06.08.2011 - "Yüksek Askeri Şura Toplantılarında alınan kararlarla" ilgili yaptıkları yazılı basın açıklaması.
Ana SayfaAna Sayfa  

Genel Başkan

Konuşmaları

Milliyetçi Hareket Partisi Genel Başkanı Sayın Devlet Bahçeli'nin
"Yüksek Askeri Şura Toplantılarında alınan kararlarla" ilgili
yaptıkları yazılı basın açıklaması.
6 Ağustos 2011

 

Yüksek Askeri Şura Toplantılarında alınan kararlar 4 Ağustos 2011 tarihli Resmi Gazete’de yayımlanarak yürürlüğe girmiştir.

Bir önceki Genel Kurmay Başkanı ve üç kuvvet komutanının zamansız bir şekilde emekliliklerini istemeleri devlet krizine yol açmış ve ülkemizi alacakaranlık bir ortama sürüklemiştir.

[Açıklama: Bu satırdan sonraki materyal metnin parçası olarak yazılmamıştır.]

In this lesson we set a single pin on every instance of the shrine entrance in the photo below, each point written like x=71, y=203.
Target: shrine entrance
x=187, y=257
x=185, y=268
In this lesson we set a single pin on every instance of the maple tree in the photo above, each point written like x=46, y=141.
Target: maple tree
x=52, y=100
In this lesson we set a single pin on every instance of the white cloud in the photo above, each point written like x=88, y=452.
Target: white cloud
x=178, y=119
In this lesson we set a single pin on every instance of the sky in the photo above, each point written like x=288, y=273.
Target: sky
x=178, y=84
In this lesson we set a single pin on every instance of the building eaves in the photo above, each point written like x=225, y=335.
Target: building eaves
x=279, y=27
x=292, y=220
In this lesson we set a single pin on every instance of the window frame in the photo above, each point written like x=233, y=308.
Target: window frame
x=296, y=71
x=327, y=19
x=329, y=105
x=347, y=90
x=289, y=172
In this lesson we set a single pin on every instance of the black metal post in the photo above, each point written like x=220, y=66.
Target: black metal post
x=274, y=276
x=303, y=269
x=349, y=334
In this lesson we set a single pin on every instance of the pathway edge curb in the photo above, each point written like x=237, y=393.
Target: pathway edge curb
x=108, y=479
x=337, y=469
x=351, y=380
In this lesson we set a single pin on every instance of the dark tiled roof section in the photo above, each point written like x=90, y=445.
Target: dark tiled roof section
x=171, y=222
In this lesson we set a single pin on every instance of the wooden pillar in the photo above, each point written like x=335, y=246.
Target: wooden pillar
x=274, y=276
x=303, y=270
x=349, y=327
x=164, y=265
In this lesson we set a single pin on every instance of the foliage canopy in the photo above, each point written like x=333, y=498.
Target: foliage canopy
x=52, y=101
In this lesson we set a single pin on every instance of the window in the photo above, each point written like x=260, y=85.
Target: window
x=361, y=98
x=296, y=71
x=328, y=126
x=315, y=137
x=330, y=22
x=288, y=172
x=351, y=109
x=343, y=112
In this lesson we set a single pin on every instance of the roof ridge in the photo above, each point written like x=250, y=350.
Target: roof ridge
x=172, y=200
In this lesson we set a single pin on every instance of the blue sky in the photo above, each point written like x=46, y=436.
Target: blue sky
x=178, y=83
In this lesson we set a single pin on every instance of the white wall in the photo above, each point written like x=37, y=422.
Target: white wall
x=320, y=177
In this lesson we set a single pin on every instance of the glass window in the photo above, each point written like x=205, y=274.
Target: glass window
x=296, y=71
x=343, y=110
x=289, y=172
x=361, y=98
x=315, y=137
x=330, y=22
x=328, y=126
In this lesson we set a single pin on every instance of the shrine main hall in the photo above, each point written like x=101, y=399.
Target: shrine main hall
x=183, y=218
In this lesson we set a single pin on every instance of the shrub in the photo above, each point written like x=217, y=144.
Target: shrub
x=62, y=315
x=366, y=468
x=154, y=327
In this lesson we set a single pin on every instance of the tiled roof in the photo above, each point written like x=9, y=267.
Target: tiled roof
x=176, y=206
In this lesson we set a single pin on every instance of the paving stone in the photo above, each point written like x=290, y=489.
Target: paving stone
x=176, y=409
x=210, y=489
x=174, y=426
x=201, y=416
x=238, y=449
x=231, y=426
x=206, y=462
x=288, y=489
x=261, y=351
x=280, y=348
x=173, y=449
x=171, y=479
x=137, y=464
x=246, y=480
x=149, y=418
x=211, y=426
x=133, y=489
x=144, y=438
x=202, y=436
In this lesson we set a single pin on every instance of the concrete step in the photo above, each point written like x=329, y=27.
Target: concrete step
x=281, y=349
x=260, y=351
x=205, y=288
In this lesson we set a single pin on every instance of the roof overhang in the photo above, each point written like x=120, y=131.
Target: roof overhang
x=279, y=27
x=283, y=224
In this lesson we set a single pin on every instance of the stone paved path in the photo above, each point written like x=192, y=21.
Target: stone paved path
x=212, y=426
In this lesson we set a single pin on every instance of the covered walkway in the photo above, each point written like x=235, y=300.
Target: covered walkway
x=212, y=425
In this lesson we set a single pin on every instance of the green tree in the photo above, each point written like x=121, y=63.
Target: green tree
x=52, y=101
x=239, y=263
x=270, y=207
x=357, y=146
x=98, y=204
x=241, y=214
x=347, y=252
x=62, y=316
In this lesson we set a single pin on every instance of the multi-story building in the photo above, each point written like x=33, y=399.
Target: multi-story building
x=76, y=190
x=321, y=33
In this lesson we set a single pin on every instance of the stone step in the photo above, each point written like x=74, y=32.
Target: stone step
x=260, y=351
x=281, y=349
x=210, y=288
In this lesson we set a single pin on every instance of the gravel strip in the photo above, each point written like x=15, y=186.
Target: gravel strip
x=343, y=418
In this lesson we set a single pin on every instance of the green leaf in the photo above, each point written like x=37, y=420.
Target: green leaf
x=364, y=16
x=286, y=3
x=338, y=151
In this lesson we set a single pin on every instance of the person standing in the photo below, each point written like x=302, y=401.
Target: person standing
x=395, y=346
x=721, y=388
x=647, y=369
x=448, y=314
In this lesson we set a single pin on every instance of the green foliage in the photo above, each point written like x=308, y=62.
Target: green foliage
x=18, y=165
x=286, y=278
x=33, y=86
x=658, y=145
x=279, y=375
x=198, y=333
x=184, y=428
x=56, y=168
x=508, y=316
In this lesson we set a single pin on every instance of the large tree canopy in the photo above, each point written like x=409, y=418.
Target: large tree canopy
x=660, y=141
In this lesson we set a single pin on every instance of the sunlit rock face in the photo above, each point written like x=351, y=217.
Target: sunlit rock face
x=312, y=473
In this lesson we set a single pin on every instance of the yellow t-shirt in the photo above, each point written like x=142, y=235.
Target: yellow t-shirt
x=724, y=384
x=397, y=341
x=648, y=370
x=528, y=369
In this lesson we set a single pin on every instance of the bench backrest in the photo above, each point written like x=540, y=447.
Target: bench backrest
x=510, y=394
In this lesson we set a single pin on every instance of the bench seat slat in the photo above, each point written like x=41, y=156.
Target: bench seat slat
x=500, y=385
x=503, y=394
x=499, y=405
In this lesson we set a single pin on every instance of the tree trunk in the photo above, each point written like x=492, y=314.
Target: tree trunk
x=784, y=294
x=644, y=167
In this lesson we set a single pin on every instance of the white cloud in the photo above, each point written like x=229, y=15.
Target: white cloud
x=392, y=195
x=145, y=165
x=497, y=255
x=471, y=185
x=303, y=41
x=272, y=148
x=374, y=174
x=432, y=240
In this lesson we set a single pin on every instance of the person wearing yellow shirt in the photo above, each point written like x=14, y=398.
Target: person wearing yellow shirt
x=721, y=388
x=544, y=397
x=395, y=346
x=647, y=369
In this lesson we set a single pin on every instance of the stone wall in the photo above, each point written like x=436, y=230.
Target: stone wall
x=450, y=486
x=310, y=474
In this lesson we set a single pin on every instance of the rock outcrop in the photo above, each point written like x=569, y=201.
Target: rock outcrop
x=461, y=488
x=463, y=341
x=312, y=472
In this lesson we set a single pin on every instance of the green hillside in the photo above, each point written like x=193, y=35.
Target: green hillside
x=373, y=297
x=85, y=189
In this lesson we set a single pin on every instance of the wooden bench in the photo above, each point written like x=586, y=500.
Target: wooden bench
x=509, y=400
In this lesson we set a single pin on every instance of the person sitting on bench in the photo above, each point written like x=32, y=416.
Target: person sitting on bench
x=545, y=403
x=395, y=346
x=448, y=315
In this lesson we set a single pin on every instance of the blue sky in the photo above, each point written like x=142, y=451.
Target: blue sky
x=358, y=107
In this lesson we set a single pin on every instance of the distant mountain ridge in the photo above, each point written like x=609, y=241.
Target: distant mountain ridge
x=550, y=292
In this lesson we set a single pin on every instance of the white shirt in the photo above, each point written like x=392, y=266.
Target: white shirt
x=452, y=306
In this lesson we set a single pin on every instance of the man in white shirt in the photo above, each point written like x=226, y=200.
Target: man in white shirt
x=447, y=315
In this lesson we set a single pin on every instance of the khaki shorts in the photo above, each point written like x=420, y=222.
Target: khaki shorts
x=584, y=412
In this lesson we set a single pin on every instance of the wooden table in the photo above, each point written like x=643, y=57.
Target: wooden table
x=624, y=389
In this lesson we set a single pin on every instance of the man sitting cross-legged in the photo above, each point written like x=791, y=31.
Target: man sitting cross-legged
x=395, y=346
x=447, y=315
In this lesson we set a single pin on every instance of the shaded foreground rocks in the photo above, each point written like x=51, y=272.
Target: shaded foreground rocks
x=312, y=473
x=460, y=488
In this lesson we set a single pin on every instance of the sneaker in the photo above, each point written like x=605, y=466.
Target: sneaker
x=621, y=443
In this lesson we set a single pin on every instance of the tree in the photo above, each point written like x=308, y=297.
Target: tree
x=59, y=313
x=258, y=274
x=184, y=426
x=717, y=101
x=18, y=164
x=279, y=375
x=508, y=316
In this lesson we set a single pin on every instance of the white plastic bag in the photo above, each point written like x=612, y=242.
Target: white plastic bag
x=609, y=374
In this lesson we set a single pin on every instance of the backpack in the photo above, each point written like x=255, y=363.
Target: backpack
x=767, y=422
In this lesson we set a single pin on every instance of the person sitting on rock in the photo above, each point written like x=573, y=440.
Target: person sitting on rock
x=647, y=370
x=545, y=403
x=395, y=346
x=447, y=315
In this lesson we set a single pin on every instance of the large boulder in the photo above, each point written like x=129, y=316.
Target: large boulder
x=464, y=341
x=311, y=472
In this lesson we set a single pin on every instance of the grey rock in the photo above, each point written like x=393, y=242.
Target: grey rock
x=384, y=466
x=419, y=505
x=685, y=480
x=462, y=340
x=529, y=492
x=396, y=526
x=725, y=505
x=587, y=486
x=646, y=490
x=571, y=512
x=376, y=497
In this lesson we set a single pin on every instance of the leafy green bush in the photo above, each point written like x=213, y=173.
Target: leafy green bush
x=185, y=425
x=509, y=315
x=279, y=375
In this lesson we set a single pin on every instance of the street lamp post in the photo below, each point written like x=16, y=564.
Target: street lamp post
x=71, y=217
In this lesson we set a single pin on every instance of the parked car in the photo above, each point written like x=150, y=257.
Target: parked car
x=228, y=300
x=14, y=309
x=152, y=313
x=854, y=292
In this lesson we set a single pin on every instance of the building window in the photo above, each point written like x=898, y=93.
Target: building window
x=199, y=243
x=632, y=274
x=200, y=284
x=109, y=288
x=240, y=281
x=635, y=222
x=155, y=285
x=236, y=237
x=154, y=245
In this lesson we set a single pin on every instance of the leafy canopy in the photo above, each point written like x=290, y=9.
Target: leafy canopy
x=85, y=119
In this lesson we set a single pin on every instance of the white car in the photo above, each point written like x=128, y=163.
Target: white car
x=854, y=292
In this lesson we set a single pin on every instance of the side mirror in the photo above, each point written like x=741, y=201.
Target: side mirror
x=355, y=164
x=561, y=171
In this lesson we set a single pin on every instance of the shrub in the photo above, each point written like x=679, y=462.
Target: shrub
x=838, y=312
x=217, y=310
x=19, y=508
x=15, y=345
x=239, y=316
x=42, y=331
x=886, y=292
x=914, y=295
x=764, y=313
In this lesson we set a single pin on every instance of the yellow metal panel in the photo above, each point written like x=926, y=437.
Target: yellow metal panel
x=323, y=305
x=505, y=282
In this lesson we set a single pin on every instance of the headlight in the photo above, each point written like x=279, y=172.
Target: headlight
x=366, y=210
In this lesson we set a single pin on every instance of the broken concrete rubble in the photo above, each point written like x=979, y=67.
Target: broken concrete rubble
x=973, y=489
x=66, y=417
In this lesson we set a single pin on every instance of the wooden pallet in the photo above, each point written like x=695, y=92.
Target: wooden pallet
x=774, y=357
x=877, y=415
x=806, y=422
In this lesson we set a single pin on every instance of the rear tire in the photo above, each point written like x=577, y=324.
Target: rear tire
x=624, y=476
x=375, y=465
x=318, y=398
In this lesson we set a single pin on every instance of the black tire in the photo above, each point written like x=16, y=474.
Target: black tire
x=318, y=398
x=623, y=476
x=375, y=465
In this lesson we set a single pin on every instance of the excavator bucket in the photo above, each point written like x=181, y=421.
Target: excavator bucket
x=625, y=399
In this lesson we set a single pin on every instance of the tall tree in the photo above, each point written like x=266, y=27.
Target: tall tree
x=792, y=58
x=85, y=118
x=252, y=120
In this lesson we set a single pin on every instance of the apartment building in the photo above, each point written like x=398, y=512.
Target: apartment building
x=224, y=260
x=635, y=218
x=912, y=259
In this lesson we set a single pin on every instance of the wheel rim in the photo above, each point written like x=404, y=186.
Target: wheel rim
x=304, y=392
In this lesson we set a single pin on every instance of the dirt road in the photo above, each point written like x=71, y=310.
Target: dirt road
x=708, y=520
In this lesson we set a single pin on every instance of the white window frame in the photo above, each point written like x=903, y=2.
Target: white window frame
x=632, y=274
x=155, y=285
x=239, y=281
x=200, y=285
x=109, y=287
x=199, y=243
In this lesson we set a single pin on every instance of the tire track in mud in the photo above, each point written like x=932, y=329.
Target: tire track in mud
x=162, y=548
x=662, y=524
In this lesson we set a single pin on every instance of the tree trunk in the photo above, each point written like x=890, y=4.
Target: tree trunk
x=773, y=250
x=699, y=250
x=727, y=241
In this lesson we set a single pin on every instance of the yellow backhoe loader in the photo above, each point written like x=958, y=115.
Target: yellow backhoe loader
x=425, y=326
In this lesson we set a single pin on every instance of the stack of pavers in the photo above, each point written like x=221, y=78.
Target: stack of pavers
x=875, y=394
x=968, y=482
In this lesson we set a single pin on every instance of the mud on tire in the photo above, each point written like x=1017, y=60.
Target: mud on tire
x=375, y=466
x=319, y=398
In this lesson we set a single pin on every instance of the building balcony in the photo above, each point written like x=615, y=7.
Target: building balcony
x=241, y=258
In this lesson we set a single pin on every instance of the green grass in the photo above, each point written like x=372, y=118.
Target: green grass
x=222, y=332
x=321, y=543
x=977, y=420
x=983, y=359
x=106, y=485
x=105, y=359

Ancak bu tehlikeli ve gerilim düzeyi yüksek hadisenin neden olduğu ‘Devlet Krizi’ nihayetinde aşılmış ve sonuçları çok ağır olacak bir sürecin eşiğinden dönülmüştür.

Milliyetçi Hareket Partisi’nin, 29 Temmuz 2011 tarihinde yaptığı yazılı basın açıklamasında; devlet krizinin çözülmesi için teklif ettiği üç başlık kritik süreçten çıkılması için etkili ve belirleyici olmuştur.

Bu kapsamda partimizin önerileri arasında;

  • YAŞ toplantılarının zamanında yapılması,
  • Yeni komuta heyeti dâhil atama ve terfilerin gerçekleştirilmesi,
  • Sözde darbe iddiaları nedeniyle terfi ve atamaları yapılmayan amiral ya da generallerin haklarının saklı tutulması yer almıştır.

Nitekim YAŞ toplantıları ertelenmeden zamanında gerçekleştirilmiş, komuta heyeti teşkil edilerek atama ve terfiler yapılmış, halen tutuklu bulunanların süreleri bir yıl uzatılmıştır.

YAŞ toplantılarının iki yıldır üst üste sorun ve çekişme alanı haline gelmesi fazlasıyla düşündürücüdür.

AKP hükümetinin, TSK’ya yönelik üzeri hiç küllenmeyen kin ve kızgınlıkları bugünkü tartışmalara zemin hazırlayan asıl ve esas nedendir.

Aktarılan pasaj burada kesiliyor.